One day, a captured Israelite slave girl informs Naaman's long-suffering wife that her husband should make the short journey to Israel where he would find a prophet who would make quick work of the nasty disease. Observing appropriate diplomatic protocol, Naaman rushes to his king to ask permission to make the trip, and the king is only too delighted to help his favorite by offering to write a letter to the king of Israel about the matter. One gets the impression that Naaman is very eager to try this latest possible cure; he has perhaps, like the woman with the flow of blood in the Gospel of Mark, tried many possible cures, all of which have failed.
Because he is a rich and powerful man, Naaman heads west with an enormous retinue of soldiers and an uncountable cache of cash: ten talents of silver, six thousand shekels of gold, and ten full sets of sumptuous garments. It is always difficult to calculate in modern terms just how much all this would be, but suffice it to say that the silver alone weighs some 750 pounds or about four-tenths of a ton. Use your own imagination!

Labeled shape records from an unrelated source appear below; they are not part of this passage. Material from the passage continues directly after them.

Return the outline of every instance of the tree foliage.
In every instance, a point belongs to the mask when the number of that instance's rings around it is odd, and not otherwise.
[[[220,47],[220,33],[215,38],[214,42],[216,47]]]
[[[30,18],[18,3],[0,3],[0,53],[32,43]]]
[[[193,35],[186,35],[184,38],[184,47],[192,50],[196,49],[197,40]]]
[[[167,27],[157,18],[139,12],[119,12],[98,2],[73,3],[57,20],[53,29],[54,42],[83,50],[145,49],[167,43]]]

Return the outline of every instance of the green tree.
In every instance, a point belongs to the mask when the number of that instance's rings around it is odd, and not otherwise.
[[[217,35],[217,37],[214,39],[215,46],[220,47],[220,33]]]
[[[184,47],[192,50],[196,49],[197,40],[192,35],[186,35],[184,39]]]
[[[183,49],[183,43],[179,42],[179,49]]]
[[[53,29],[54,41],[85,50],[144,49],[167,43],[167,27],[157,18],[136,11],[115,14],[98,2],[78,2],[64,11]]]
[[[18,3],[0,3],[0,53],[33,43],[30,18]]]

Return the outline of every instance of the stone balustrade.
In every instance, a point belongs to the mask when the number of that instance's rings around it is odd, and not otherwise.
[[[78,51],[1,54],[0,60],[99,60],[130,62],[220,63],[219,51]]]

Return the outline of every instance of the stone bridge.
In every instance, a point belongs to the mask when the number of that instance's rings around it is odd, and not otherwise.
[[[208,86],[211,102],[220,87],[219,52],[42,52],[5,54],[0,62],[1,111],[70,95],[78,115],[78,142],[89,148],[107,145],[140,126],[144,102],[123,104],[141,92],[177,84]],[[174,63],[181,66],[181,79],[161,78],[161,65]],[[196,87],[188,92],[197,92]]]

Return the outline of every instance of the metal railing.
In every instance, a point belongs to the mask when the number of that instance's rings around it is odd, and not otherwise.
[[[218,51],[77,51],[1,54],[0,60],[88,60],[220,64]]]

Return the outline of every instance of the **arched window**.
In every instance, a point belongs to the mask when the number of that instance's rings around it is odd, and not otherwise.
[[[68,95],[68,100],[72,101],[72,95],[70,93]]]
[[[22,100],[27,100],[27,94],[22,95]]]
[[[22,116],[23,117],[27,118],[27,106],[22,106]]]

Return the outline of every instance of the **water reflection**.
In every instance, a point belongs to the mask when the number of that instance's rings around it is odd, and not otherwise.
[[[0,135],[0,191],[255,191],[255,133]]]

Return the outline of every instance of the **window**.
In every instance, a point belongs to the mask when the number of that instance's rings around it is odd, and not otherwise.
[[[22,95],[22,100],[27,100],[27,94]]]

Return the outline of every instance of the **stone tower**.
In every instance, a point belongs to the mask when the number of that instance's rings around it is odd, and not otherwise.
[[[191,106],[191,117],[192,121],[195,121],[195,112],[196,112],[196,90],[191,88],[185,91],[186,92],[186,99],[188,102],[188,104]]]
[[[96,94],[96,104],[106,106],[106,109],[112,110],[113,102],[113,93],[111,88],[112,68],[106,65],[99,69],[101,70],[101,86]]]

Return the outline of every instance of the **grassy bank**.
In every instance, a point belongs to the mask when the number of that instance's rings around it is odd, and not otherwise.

The letter he carries from his king to Israel's king reads, "When this writing the Hebrew often means 'book'] reaches you, look, you will know that I have sent my servant Naaman in order that you may cure him of his disease" (2 Kings 5:6). It may be that Aram's king did not mean to terrify his fellow monarch, and that all he wanted to do was to introduce his general to Israel's king. But that is hardly the effect of the missive! Israel's king takes the letter as a demand that the king himself must cure the general of his disease. And looking at the vast riches and power of Naaman's company, the king of Israel reacts in horror. "He tore his clothes (the ultimate sign of middle-eastern dismay) and cried, 'Am I a god that I can kill or give life that this man sends me someone to cure of his illness? It can only be that he is trying to set me up for failure" (literally: "to seek an occasion," perhaps "to pick a quarrel with")!
Naaman is only eager for a cure, and perhaps his king only wishes to aid the process. But when kings get involved in essentially a private concern, problems are afoot. A diplomatic snafu has occurred, since Israel's king sees in the affair an occasion to stir up trouble between the two countries. So now the king of Israel sits on his throne, his royal robes in shambles, his chief councilors rushing to the war room, as the inevitable rattling of the sabers begins. But, thank God, the prophet Elisha hears the hub-bub from his lowly cave and urges the king to cool off. "Why have you torn your clothes? Let him come to me that he may learn there is a prophet in Israel." Note the less than subtle rebukes to the foolish actions of the king. Ripping perfectly fine garments at the first hint of trouble is ridiculous. One thinks immediately of the recent fraudulent reasons for starting a war with Iraq, "shock and awe" being the modern destructive equivalent of garment ripping. Also, Elisha tells the king to send the man to him, so that he can indeed learn that there is a prophet is Israel, and plainly the king in his now shabby robes is not he!
So Naaman gathers his huge company and heads to the cave of the prophet. Now the fun really begins. Instead of the prophet himself, Naaman is faced with a "messenger," not even apparently a slave of the mighty prophet, not even someone known for oracular gifts-merely a western union boy who very abruptly intones, "Go! Wash seven times in the Jordan! Your flesh will return (be restored) and you will be clean" (2 Kings 5:10). That's all. Seven dips in the muddy Jordan will do the trick, says the boy.